In chapter thirteen of Shane, by Jack Schaefer, Shane prepares to go alone to fight Fletcher on behalf of all the homesteaders with dreams, especially the Starretts. Shane and Joe Starrett have become very close in a short time, but Shane also has a strong connection with Marian and Bob Starrett.

Tonight Shane is "desperate with an inner torment" because he does not want to do what must be done: he must keep Joe Starrett from coming into town with him tonight. This kind of battle is not one which the strong, fearless Starrett can win, as it is going to be a gunfight. Mere talk will not be enough to deter the proud man, so Shane has to knock him out with the butt of his gun, gently, in order to keep the strong-willed farmer home. 

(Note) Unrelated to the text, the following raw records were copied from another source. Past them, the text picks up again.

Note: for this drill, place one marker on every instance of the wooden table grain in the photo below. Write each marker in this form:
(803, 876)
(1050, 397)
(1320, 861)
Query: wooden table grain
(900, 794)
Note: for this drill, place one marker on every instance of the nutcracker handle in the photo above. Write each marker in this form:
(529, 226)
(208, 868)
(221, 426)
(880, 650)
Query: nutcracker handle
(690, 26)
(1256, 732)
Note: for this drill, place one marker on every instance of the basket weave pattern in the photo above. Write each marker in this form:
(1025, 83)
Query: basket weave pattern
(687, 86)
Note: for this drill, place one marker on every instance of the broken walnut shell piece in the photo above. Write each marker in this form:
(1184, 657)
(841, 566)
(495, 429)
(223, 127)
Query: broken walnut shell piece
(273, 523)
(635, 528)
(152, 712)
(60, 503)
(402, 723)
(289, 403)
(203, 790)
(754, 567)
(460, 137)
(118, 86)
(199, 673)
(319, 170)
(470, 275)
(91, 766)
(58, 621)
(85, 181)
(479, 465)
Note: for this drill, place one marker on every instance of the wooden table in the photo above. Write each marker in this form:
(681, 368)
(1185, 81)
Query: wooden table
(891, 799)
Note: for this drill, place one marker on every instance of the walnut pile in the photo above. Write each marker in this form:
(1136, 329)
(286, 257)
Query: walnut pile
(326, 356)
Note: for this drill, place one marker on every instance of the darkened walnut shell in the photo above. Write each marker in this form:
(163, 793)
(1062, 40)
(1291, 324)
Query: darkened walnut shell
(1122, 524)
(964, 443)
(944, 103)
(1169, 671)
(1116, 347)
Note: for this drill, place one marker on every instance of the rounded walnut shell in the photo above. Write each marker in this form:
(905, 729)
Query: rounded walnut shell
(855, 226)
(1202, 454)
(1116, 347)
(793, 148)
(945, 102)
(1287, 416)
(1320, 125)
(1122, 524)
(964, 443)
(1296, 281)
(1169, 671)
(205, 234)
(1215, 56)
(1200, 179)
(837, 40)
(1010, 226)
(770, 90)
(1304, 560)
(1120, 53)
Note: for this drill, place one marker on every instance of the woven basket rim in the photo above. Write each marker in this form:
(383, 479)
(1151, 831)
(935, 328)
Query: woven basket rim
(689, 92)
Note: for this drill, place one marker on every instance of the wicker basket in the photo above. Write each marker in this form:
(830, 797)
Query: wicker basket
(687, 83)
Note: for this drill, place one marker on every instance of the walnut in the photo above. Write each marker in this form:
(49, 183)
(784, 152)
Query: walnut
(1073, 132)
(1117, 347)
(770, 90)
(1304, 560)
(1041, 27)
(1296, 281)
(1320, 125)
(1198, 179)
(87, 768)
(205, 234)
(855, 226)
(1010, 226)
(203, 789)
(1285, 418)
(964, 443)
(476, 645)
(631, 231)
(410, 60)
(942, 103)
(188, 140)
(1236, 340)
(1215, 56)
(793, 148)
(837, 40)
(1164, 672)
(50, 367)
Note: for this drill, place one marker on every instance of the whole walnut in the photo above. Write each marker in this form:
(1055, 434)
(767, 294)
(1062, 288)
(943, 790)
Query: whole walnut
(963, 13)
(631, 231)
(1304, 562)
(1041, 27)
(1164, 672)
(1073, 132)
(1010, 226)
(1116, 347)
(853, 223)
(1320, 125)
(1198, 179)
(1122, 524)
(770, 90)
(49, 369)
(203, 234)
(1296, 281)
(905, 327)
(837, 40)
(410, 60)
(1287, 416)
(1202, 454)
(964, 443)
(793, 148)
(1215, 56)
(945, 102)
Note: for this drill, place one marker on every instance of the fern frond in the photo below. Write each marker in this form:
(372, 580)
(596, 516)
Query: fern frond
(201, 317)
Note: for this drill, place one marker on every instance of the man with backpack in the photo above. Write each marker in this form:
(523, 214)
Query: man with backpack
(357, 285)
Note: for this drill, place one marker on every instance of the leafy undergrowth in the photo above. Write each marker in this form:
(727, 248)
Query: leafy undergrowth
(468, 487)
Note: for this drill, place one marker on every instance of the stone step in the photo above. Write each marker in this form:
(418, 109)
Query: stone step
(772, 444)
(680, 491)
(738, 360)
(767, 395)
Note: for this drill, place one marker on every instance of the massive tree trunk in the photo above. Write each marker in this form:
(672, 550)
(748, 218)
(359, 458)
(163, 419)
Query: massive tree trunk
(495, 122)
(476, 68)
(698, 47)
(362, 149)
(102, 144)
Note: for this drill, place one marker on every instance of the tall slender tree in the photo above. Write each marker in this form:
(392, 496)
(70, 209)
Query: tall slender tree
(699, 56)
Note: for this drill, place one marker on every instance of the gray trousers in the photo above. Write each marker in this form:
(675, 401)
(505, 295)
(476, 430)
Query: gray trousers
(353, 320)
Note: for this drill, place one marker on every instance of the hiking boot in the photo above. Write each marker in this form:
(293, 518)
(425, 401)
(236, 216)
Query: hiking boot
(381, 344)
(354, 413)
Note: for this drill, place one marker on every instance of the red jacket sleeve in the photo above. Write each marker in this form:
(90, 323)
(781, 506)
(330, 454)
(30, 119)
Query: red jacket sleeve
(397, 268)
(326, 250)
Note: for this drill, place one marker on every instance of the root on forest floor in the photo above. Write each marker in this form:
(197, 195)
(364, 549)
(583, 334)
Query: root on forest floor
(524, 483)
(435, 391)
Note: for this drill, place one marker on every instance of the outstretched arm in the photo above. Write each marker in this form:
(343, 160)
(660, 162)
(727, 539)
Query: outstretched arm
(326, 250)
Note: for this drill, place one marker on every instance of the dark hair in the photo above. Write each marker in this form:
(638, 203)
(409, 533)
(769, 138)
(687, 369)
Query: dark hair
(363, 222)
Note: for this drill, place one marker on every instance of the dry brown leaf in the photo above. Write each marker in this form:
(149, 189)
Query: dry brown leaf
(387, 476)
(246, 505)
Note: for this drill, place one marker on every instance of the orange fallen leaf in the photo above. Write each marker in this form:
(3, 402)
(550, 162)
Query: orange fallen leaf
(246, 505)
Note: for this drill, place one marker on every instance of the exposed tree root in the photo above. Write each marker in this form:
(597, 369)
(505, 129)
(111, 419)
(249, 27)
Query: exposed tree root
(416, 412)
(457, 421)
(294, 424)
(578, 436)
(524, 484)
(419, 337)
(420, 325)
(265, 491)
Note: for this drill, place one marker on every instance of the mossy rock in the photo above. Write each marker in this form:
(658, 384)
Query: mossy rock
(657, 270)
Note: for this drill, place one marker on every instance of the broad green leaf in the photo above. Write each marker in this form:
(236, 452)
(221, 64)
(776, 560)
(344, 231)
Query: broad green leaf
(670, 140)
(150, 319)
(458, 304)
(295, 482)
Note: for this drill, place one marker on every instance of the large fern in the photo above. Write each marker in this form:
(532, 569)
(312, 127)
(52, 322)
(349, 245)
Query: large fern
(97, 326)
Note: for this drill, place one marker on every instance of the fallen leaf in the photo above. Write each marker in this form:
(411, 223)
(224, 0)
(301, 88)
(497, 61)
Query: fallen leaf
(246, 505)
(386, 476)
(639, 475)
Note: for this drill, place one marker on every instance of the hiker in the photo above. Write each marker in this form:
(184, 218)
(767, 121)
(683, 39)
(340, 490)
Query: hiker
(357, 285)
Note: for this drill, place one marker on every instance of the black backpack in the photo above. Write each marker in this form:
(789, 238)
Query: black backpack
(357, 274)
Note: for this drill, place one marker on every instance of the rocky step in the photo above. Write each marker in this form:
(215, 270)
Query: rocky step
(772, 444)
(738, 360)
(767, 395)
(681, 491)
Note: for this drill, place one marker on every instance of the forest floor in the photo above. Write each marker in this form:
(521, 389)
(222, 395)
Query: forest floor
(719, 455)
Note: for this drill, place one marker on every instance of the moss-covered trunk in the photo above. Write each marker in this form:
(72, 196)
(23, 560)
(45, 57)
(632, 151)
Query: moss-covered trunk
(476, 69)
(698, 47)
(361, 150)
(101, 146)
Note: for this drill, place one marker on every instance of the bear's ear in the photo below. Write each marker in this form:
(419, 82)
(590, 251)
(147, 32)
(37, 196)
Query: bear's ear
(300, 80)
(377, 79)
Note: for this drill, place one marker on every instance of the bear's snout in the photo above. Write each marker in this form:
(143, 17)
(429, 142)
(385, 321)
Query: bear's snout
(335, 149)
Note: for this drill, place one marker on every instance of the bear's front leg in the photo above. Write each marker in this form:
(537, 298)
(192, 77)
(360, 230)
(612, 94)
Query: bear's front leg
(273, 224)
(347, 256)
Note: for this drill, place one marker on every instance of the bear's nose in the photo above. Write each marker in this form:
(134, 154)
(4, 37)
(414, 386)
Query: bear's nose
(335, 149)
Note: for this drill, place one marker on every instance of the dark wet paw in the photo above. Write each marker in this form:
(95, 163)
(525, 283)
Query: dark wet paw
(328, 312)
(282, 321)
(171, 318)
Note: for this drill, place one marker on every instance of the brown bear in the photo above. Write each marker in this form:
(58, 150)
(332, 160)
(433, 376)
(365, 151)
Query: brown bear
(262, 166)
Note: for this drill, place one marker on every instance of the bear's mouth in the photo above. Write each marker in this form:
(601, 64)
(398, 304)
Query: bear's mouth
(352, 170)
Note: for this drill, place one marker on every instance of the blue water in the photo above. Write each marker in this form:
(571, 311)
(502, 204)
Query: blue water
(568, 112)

Marian understands there is no shame for her husband in not being able to fight this kind of battle, but she has a question she must know the answer to before Shane leaves. She asks Shane if he is going to fight this battle just for her. It is a reasonable question, as there has been a connection, even a kind of love, between them since the beginning; however, Shane has too much respect for all the Starretts to have acted on his inclinations, and Marian loves her husband too much to consider being unfaithful.

Shane looks at Marian before he answers with the question you cite: "Could I separate you in my mind and afterwards be a man?" Shane is telling her that he could never do anything which would harm this family, his friends, and what he does for one he does for all of them. What she asks him is whether he is going to fight this battle because he loves her; what Shane tells her is that he is fighting this battle because he loves all of them.